What the Fairfax demerger means for investors
Promoted by
With Domain offsetting the recent decline of Fairfax’s traditional print business, will the split from its golden goose help drive higher market value as separate entities?
Fairfax (FXJ) recently released the scheme booklet detailing its proposed demerger of digital property arm Domain Group, one of the most anticipated corporate events of 2017.
FXJ shareholders will vote on the proposal prior to the company's AGM on 2 November, and the new Domain (ASX:DHA) shares are expected commence trading on a deferred settlement basis on 16 November and then on a normal settlement basis on 23 November.
FXJ will retain a controlling 60% stake in Domain, while FXJ shareholders will hold the remaining 40% via distribution of one DHA share for every 10 FXJ shares held prior to the scheme Record Date (17 November).
Spin-off, demerger and carve-out events make fertile grounds for value investing, as they often happen because parts of the business have divergent quality and growth prospects, with the poorer performing business masking the true value of the better. This is potentially the case for FXJ, with the mature traditional publishing business suffering -5% compounding revenue growth over the last 3 years versus Domain’s annual growth of +28%.
As reported in FXJ’s recent trading update FY18 year-to-date growth slowed across the two business groups with Domain growth of 13% (digital 22%) and FXJ’s core traditional media segments declining about 10%.
The criss-crossing trajectories of the two businesses as stand-alones is illustrated in the charts below, which were taken from the scheme booklet. in the past three years Domain’s pre-tax cash flow more than tripled, while FXJ ex-Domain’s almost halved.
Figure 1: Domain pro-forma historical EBITDA and cash flow
Figure 2: Fairfax's pro-forma historical EBITDA and cash flow
The questions that need to be resolved are what you should pay for each as a stand-alone, and whether the combined figure substantially exceeds FXJ’s current enterprise value of $2,034m.

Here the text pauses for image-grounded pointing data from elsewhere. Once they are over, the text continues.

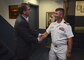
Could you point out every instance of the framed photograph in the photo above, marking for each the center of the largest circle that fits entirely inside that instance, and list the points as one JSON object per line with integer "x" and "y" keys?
{"x": 49, "y": 18}
{"x": 13, "y": 11}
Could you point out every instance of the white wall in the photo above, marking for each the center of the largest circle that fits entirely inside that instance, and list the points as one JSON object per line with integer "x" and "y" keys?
{"x": 4, "y": 11}
{"x": 46, "y": 6}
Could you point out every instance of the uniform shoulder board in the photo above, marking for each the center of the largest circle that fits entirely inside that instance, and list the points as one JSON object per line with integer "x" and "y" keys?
{"x": 66, "y": 23}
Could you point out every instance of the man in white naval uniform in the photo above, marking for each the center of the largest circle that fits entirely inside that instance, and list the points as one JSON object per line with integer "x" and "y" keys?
{"x": 61, "y": 35}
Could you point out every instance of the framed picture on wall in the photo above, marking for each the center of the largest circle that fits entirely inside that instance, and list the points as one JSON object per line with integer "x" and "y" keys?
{"x": 13, "y": 11}
{"x": 49, "y": 18}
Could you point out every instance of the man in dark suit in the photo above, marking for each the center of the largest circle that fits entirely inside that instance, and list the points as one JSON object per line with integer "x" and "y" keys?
{"x": 24, "y": 33}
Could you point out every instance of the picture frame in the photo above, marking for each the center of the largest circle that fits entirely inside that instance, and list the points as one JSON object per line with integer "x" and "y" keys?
{"x": 13, "y": 11}
{"x": 49, "y": 18}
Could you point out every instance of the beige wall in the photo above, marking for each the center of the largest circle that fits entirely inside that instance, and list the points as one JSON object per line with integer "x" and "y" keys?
{"x": 79, "y": 10}
{"x": 35, "y": 2}
{"x": 46, "y": 6}
{"x": 4, "y": 11}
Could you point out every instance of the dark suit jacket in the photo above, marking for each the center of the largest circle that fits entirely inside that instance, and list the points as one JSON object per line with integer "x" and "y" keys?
{"x": 25, "y": 38}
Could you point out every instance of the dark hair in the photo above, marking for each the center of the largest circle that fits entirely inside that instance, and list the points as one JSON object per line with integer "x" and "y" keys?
{"x": 60, "y": 9}
{"x": 23, "y": 7}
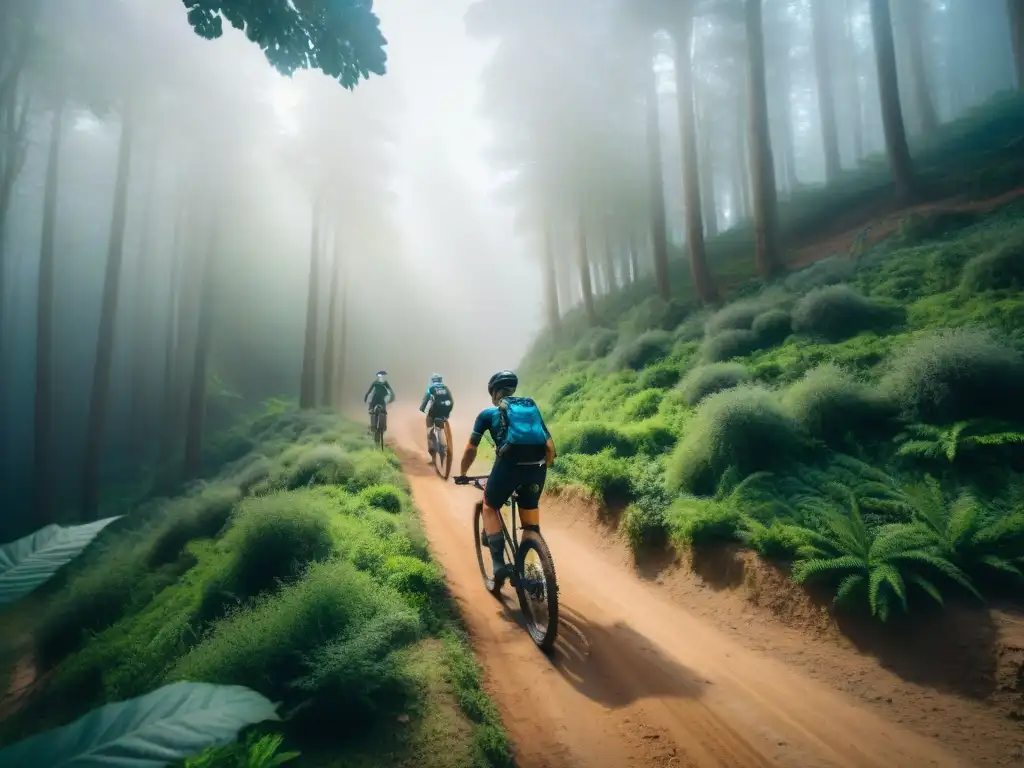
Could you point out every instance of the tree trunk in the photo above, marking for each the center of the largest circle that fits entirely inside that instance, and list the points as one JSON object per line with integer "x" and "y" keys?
{"x": 1016, "y": 10}
{"x": 822, "y": 73}
{"x": 704, "y": 285}
{"x": 343, "y": 345}
{"x": 892, "y": 116}
{"x": 707, "y": 160}
{"x": 912, "y": 17}
{"x": 767, "y": 254}
{"x": 583, "y": 261}
{"x": 856, "y": 97}
{"x": 172, "y": 377}
{"x": 656, "y": 190}
{"x": 44, "y": 485}
{"x": 108, "y": 325}
{"x": 196, "y": 416}
{"x": 551, "y": 282}
{"x": 141, "y": 399}
{"x": 307, "y": 390}
{"x": 330, "y": 353}
{"x": 742, "y": 167}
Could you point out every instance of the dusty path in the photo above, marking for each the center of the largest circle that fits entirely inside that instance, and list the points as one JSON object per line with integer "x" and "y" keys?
{"x": 636, "y": 680}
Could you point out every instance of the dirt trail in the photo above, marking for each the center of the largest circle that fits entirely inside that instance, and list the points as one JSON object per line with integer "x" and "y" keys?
{"x": 636, "y": 680}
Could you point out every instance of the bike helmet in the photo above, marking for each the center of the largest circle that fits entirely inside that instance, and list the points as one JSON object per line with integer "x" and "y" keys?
{"x": 503, "y": 380}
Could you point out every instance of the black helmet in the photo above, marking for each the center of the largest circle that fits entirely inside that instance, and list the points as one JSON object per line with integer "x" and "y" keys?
{"x": 503, "y": 380}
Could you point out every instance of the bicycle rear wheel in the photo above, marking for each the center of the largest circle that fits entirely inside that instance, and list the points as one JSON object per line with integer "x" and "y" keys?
{"x": 538, "y": 589}
{"x": 483, "y": 553}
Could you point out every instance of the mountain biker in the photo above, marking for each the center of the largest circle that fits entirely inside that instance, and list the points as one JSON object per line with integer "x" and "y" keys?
{"x": 379, "y": 393}
{"x": 523, "y": 452}
{"x": 437, "y": 403}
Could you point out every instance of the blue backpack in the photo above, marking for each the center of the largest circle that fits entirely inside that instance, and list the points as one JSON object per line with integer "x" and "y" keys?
{"x": 520, "y": 424}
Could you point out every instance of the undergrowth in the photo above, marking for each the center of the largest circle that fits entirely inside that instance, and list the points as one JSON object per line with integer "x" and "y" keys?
{"x": 298, "y": 569}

To us it’s not obvious there’s mispricing in this case. FXJ’s publishing segment remains under significant pressure as advertising continues to follow eye-balls away from traditional print media, so we’d want this business available as a free option.
Valuing the Domain enterprise at 17 times FY18 EBIDTA of $120m, consistent with multiples of Australian online classifieds peers, Domain is worth about $2,040. The market looks to be getting valuation about right at this stage.
However, Domain's "ecosystem" strategy may be a source of upside outside of traditional property advertising. An example is the budding transactions business, which should further entrench the business in the property life-cycle via services such as home loan and insurance, utilities and home improvement. Domain still only generates $14m from transactions however the opportunity is about $2 billion. By comparison, in the UK's dominant online property portal, Zoopla, generates 50% of its revenue from transactions.